Covid, inchiesta dovuta e da archiviare
In questo quadro si aggiungono le dichiarazioni del prof. Andrea Crisanti. Già il fatto che il redattore della consulenza si senta in dovere di «spiegarla» alla stampa è del tutto inconsueto, ancor più il contenuto. Chi abbia letto qualche consulenza o perizia (atti che per definizione vengono disposti in situazioni complesse) conosce la prudenza degli esperti che spesso adottano la formula che alcune conclusioni sono «incompatibili» con i fatti accertati, altre sono «compatibili», ma nessuno si spinge ad affermare la «sua Verità». Eppure il prof. Crisanti non si ritrae: «Ho tentato di restituire agli italiani la verità sui processi decisionali» (Corriere della sera, 3 marzo); «Abbiamo utilizzato… modelli matematici altamente predittivi che ci hanno permesso di trarre conclusioni» (Nazione-Carlino-Giorno, 3 marzo). E va oltre: «Mi sono impegnato per dare una risposta al dolore dei parenti delle vittime» (Il Messaggero, 3 marzo); dubito che sia stato richiesto nei «quesiti» che, secondo prassi, la Procura rivolge ai consulenti.
Di fronte a questi importanti interrogativi vi è da augurarsi, questa volta più che mai, che il confronto con le difese possa concludersi in tempi rapidi. Altri, non i magistrati, potranno e, meritoriamente, dovranno applicarsi a «valutazioni scientifiche, epidemiologiche, di sanità pubblica, sociologiche, amministrative». Nel frattempo manteniamo ben saldo il riferimento ai compiti e ai limiti rigorosi della giustizia penale: questo sì deve essere il messaggio da comunicare «alla gente», evitando di indurre aspettative destinate, con ogni verosimiglianza, ad andare deluse. È anche rispetto per la «incommensurabilità» del dolore dei familiari delle vittime, che non deve essere posto a confronto con i limiti e la «misura» della giustizia penale.

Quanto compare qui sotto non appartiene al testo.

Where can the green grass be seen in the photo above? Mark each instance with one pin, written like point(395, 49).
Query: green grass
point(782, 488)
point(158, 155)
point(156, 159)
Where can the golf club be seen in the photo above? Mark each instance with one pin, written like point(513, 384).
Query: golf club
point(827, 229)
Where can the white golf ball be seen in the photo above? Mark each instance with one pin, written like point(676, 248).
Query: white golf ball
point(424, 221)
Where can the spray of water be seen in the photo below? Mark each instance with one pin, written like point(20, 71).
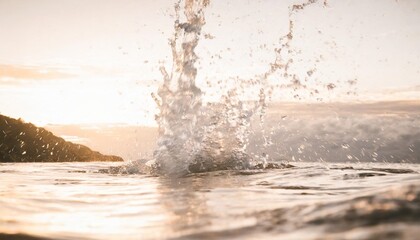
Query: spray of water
point(195, 136)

«Il pubblico ministero ha l’obbligo di esercitare l’azione» (art. 112 Costituzione), ma, specularmente, il Pm ha «l’obbligo» di richiedere l’archiviazione quando non vi è «una ragionevole previsione di condanna» (art. 408 c.p.p.), evitando aggravi al sistema giudiziario, sconcerto nella pubblica opinione e inutili sofferenze agli indagati.